Wet vs. Dry Carbon Fiber

dry carbon fiber rip

Without being directly informed about wet and dry carbon fiber, any normal individual may overlook the differences. Although the desired look is purely personal preference, the design, manufacturing, and care of wet and dry carbon fiber differ greatly.

The term carbon fiber is widely used to describe these similar looking panels that are effectively lighter in weight than their metal or plastic counterparts. There are differences in the way in which the panels are made, the ingredients used to make the panels, and the structural design that effect each panel’s strength, weight, and inevitably their cost.

What is Wet Carbon Fiber?

Wet, Dry, Carbon Fiber

Wet carbon fiber is the carbon fiber that has that overall glossy finish to it that you might see on a high end Mercedes, for example.
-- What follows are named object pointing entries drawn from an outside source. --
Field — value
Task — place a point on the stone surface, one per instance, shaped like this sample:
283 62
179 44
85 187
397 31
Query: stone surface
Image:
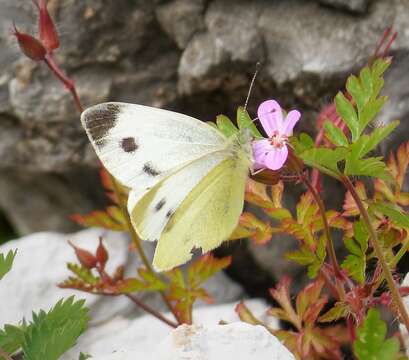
193 56
40 265
139 338
240 340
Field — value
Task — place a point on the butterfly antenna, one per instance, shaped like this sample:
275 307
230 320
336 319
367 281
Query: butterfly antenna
258 65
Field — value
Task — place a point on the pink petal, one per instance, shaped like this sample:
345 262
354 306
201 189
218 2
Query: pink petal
270 115
261 148
292 118
276 158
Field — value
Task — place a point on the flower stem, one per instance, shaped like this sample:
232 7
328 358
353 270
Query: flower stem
329 242
151 311
135 300
67 82
397 299
137 242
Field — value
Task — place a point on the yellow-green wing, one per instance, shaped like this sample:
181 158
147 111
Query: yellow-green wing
207 216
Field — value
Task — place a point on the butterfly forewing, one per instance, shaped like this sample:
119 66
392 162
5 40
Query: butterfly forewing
141 145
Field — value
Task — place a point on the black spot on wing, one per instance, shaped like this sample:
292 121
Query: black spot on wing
129 144
100 120
160 204
149 169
Generally cheaper than dry carbon fiber, wet carbon fiber can be produced mainly in one of two ways: painting or infusion.

Painting:

No matter how carbon fiber is made, there are certain quality controls in the manufacturing to ensure that it doesn’t just fall apart. However, the painted method for wet carbon fiber seems to be the loosest on those quality controls. On the other hand, it’s also the cheapest option for the manufacturer and consumer.

This process involves painting an epoxy onto the woven carbon fiber structure and curing it with an exterior heating source. This is the least effective way to cure and properly bond the epoxy. This process results in a finished product that has a varied consistency in the epoxy distribution, weight, and strength. Even the slight imperfections in the epoxy during this curing process can result in drastic drop offs in structural strength.

Infusion:

This particular method involves using high amounts of pressure and a vacuum (clearly not a cleaning vacuum, but a vacuum in which there is absolutely no air). While the carbon fiber is weaved, an epoxy is applied to the surface and with the high amounts of pressure and a vacuum, the epoxy is pushed through the fibers until the consistency of epoxy throughout the fibers is measurably accurate. The structure is then cured and tested for approval.

Dry Carbon Fiber

Dry carbon fiber is quite a bit different. It costs more but is roughly 70% lighter than wet carbon fiber and is just as strong. The reason that dry carbon fiber looks “dry” is because it’s the most strict in terms of quality control.

Dry carbon fiber is made by coating each specific weave with a appropriate amount of epoxy while it’s being made, before it has set or cured. This optimizes its strength and limits the amount of unnecessary epoxy in the structure. This is how it significantly cuts down on weight. Because the epoxy is not coated on the surface and baked in, it has that dry look to it.

Because dry carbon fiber is so much more expensive, you’re most likely to see it only on performance cars that are enhanced for the track.

How to Clean and Protect it:

Wet carbon fiber, as you may have guessed it, looks wet and glossy. This makes it perfect for a nice poly sealant to protect from water spots, hazing, and other blemishes. If these blemishes do occur (as they do sometimes straight from the factory), use a carbon glaze or polish to remove them.

With dry carbon fiber, because it doesn’t have that gloss, you surely don’t want to add one to this finish. So using a matte cleaning kit would do a great job in protecting that look. This matte kit refers to the soap to wash it as well as the sealant for long term protection.